日本人の「未熟萌え」の源流は宝塚? 恋愛禁止ルールはいかにして作られたか
「おとぎ芝居」をオペラ風に演じるという基本路線
小林は、この歌劇団が日本における本格的なオペラの一翼を担うことを目指していた。しかし、大正時代の多くの日本人にとって、オペラなどまったく縁のないもので、客足は期待できない。そこで、当時、おとぎ話を芝居に仕組んで演出した「おとぎ芝居」の創作・普及に尽力していた演劇・振り付けの指導者が宝塚に招聘(しょうへい)される。「歌劇」という未知なる西洋文化は、まずは日本人に親しみのあるおとぎ話という表現を経由して事業化されたのである。
宝塚唱歌隊は同年12月、宝塚少女歌劇養成会と改称され、その第1回記念公演が翌年4月に開かれる。このときの演目は、桃太郎を歌劇にした「ドンブラコ」など。いずれも、おとぎ話などの日本の伝統的な要素を西洋音楽の和声に調和させた、和洋折衷の歌劇を目指した演目だった。これ以降、宝塚では「おとぎ芝居」をオペラ風に演じるという基本路線が定まった。
その後も、宝塚では「舌切雀」「猿蟹合戦」「花咲爺」など、おとぎ話や歴史物語を素材にしたお伽歌劇が創作されていく。

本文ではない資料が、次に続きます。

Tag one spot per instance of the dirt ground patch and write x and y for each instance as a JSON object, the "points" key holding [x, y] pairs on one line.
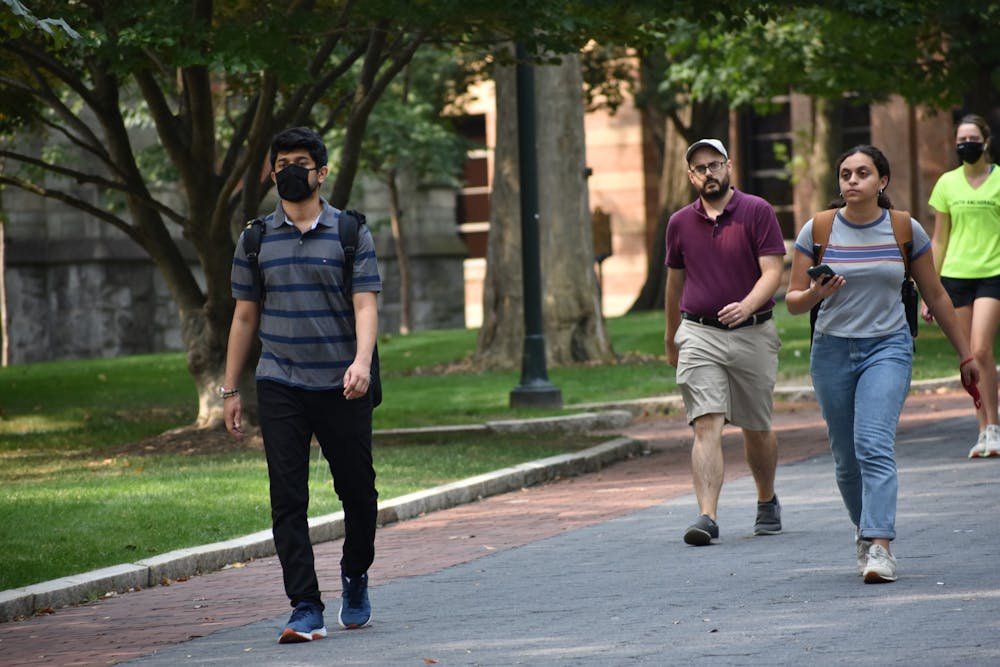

小さな湯の町に花開いた宝塚少女歌劇は、大いに評判を集めた。その事業を拡大していくために、劇団は1919(大正8)年に「宝塚音楽歌劇学校」を創立し、文部省の認可を得る。こうして宝塚は、学校という枠組みを事業に組み込んだ。戦後に設立された渡辺プロダクション、ジャニーズ事務所といった各種芸能事務所は「養成所」を設け、タレントを育成するシステムを採用するが、その第1号が宝塚音楽学校だったことがここから分かるだろう。
ご当地アイドルの誕生
宝塚少女歌劇の好評を受けて、日本各地には類似団体が生まれていった。広島・料亭羽田(はだ)別荘が運営する羽田別荘少女歌劇をはじめとして、大阪・楽天地による琵琶少女歌劇と浪華少女歌劇、横浜・鶴見花月園による花月園少女歌劇、別府・鶴見園による鶴見園女優歌劇、福井・だるま屋百貨店によるだるま屋少女歌劇部(DSK)――いわば「ご当地少女歌劇」ブームが到来したのである。これら一群の少女歌劇のなかでも、大規模だったのは松竹による少女歌劇だった。松竹が設立した歌劇団は、大阪のOSK日本歌劇団や東京の松竹歌劇団(SKD)へと発展し、宝塚と人気を競うこととなる。
SKD、OSK、DSKといったアルファベット3文字の少女歌劇は、現在のAKB48(東京・秋葉原)に始まるSKE48(名古屋・栄)、NMB48(大阪・難波)などの数多くの「ご当地アイドル」に通じる。